Fact check: What are the common side effects of ivermectin at high dosages in humans?

1. What the case reports are loudly reporting — vivid neurologic and visual problems

Multiple independent case reports from 2023 describe patients who self-administered supratherapeutic ivermectin and developed acute neurologic syndromes: decreased sensorium, restlessness, complex visual hallucinations, confusion, and ataxia. These reports identify a consistent pattern of CNS involvement that often presented within hours to days of ingestion and resolved with supportive care, suggesting a dose‑related toxidrome affecting the central nervous system ^{[2] [4] [5]}. One report emphasizes the first locally documented overdose in the Philippines, underscoring that neurologic symptoms are the predominant clinical signal in human overdoses ^[5].

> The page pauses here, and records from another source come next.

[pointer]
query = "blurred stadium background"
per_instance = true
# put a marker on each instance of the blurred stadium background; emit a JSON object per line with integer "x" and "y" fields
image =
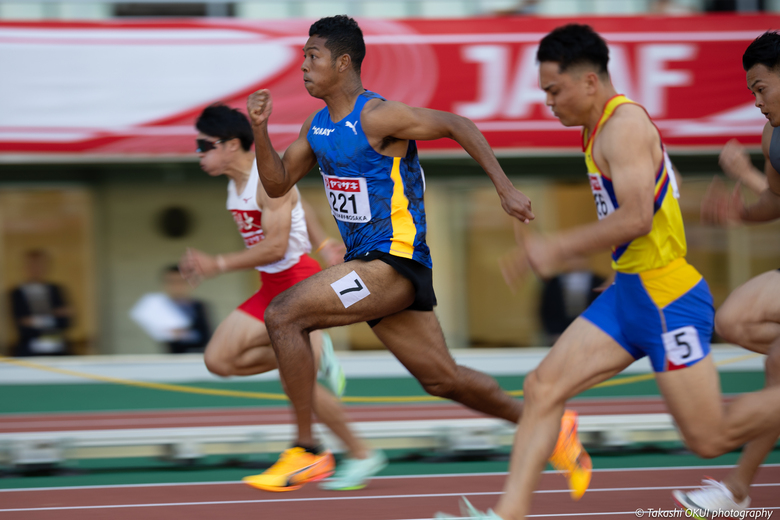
{"x": 98, "y": 100}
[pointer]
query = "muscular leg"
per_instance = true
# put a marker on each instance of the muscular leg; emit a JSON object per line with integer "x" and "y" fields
{"x": 583, "y": 356}
{"x": 710, "y": 429}
{"x": 750, "y": 317}
{"x": 240, "y": 347}
{"x": 416, "y": 339}
{"x": 313, "y": 304}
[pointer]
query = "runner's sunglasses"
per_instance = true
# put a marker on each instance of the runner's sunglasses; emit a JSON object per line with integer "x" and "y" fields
{"x": 204, "y": 145}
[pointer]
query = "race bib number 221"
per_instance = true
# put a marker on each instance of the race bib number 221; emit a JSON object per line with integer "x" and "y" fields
{"x": 348, "y": 198}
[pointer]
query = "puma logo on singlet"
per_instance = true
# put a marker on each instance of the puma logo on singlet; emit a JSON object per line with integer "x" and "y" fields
{"x": 323, "y": 131}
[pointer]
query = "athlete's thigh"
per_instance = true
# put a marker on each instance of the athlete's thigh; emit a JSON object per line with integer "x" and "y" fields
{"x": 236, "y": 334}
{"x": 343, "y": 294}
{"x": 583, "y": 356}
{"x": 755, "y": 308}
{"x": 693, "y": 397}
{"x": 417, "y": 341}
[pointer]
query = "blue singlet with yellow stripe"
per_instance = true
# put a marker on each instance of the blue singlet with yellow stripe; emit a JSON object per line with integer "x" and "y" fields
{"x": 377, "y": 200}
{"x": 659, "y": 305}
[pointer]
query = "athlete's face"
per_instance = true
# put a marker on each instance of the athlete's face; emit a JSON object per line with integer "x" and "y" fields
{"x": 319, "y": 70}
{"x": 764, "y": 83}
{"x": 568, "y": 93}
{"x": 215, "y": 160}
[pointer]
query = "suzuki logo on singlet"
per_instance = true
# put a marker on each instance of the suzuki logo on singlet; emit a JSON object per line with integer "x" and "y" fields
{"x": 323, "y": 131}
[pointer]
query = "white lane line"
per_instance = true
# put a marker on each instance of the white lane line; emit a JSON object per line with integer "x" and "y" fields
{"x": 385, "y": 477}
{"x": 335, "y": 499}
{"x": 568, "y": 515}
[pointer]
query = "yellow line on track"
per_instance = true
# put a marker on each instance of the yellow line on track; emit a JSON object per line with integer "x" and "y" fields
{"x": 281, "y": 397}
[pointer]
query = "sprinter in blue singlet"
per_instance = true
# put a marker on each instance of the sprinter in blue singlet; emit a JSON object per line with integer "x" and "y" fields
{"x": 366, "y": 151}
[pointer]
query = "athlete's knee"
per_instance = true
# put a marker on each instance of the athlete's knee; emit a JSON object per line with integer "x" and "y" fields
{"x": 217, "y": 364}
{"x": 443, "y": 385}
{"x": 540, "y": 391}
{"x": 772, "y": 364}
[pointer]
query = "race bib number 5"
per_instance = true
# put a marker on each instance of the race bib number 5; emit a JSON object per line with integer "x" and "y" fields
{"x": 683, "y": 346}
{"x": 348, "y": 197}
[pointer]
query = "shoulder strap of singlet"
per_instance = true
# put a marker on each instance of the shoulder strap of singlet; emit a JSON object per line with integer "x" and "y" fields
{"x": 609, "y": 109}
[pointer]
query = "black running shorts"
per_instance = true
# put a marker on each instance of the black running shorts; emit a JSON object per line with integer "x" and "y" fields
{"x": 420, "y": 276}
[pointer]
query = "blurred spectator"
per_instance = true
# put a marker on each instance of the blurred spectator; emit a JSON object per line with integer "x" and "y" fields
{"x": 742, "y": 6}
{"x": 195, "y": 337}
{"x": 522, "y": 7}
{"x": 174, "y": 317}
{"x": 565, "y": 297}
{"x": 669, "y": 7}
{"x": 40, "y": 310}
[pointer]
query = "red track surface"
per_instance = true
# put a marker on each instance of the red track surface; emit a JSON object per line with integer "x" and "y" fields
{"x": 613, "y": 494}
{"x": 14, "y": 423}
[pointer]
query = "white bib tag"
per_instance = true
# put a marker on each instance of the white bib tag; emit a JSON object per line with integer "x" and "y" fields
{"x": 604, "y": 204}
{"x": 348, "y": 197}
{"x": 350, "y": 289}
{"x": 682, "y": 345}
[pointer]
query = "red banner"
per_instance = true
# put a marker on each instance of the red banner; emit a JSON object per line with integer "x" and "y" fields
{"x": 135, "y": 88}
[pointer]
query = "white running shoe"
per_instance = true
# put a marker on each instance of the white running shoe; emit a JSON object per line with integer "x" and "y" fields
{"x": 354, "y": 474}
{"x": 469, "y": 512}
{"x": 713, "y": 497}
{"x": 330, "y": 368}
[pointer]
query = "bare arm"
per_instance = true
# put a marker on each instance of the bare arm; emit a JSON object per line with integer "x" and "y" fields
{"x": 768, "y": 205}
{"x": 721, "y": 208}
{"x": 331, "y": 250}
{"x": 277, "y": 220}
{"x": 278, "y": 175}
{"x": 391, "y": 119}
{"x": 736, "y": 164}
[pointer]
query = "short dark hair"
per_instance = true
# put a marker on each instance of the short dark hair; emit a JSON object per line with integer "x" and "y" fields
{"x": 764, "y": 50}
{"x": 572, "y": 45}
{"x": 342, "y": 36}
{"x": 221, "y": 121}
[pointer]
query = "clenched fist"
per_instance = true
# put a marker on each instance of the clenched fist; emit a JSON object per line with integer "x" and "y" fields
{"x": 259, "y": 106}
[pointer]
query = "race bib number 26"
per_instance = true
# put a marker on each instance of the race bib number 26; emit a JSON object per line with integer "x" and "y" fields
{"x": 348, "y": 197}
{"x": 604, "y": 204}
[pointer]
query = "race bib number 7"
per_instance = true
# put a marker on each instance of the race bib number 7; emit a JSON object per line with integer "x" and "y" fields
{"x": 348, "y": 197}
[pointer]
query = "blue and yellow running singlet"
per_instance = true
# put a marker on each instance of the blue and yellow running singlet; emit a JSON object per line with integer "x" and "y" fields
{"x": 377, "y": 200}
{"x": 659, "y": 305}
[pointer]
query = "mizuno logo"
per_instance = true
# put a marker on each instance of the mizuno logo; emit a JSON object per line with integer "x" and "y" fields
{"x": 323, "y": 131}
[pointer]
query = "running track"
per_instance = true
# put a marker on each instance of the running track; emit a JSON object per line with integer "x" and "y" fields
{"x": 183, "y": 418}
{"x": 614, "y": 494}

2. Visual disturbances documented at very high single doses — reversible but striking

A 2023 case series specifically described reversible visual alterations after a single 180 mg dose of ivermectin, including blurred and darkened vision that began about six hours after intake and resolved within a day. These events were transient in the reported cases but illustrate that high single doses can produce sensory disturbances that are clearly perceptible to patients and temporally linked to ingestion ^[1]. The reversible nature in these case reports does not preclude more severe or prolonged visual effects in other circumstances or with different co‑factors.

3. Extreme overdoses can cause marked CNS depression and require supportive treatment

A 2024/2023 case from Cameroon and other reports document ingestion levels many times above recommended therapeutic doses, producing central nervous system depression, dizziness, ataxia, headache, and prolonged visual problems, with recovery following symptomatic care including activated charcoal and monitoring. These cases demonstrate that exceptionally high exposures can produce life‑threatening CNS depression, but supportive care has proven effective in reported survivors ^{[6] [2]}.

4. Animal studies warn of tissue injury and inflammatory changes at toxic levels

A June 2025 rat study found significant histological and morphological changes in brain and skin tissues after acute ivermectin toxicity, along with oxidative stress, disrupted P‑glycoprotein expression, and inflammatory cytokine alterations. These findings indicate mechanistic pathways (oxidative stress, BBB and transport protein disruption, inflammation) that could underpin the neurologic and cutaneous signs seen in humans at high doses, though species differences limit direct translation ^[3]. The animal data raise concern that repeated or extreme exposures might produce structural injury beyond transient symptoms.

5. Systematic reviews highlight safety data gaps at high doses in humans

A systematic review and meta‑analysis on the safety of high‑dose ivermectin (publication dated 2020) provides context that higher-than-standard doses have been studied, but it does not catalogue a comprehensive list of common high‑dose side effects and indicates that high‑dose safety evidence in humans is still incomplete. This gap contrasts with abundant case‑report signals and the emerging animal toxicology literature, pointing to a mismatch between limited systematic human safety data and real‑world overdose observations ^[7].

6. Treatments and cross‑species lessons — symptomatic care, charcoal, and experimental approaches

Reported human management has centered on supportive care and activated charcoal, with successful recoveries in documented cases, while veterinary literature and experimental animal work explore options like intralipid therapy and adjuncts (e.g., antioxidants, flumazenil in animal models). These heterogeneous approaches indicate no standardized antidote for severe ivermectin toxicity in humans, and they underscore the experimental nature of some interventions based on animal or veterinary precedent ^{[8] [3] [5]}.

7. Putting the evidence together — what is common vs. what is rare or theoretical

Across the reports, the most commonly observed effects at high or supratherapeutic doses are neurologic symptoms and visual disturbances, often reversible with supportive care. More severe outcomes (profound CNS depression, structural brain injury suggested in animals) appear in extreme overdoses or in preclinical models and are less commonly documented in humans. The evidence base is dominated by case reports and animal studies, leaving substantial uncertainty about incidence rates, dose thresholds, and co‑factors that predict worse outcomes ^{[1] [2] [3]}.

8. What’s missing and what practitioners should watch for

Key gaps include robust dose‑response human trials, standardized reporting of adverse events at defined high doses, and systematic long‑term follow‑up after overdose. Clinicians should monitor for CNS depression, altered mental status, visual changes, ataxia, and signs of systemic inflammation, and public health messaging should stress the lack of evidence for unapproved high‑dose use. The current literature supports caution: high doses carry demonstrable neurologic and visual risks, with animal data suggesting potential for deeper tissue injury at toxic exposures ^{[7] [4] [3]}.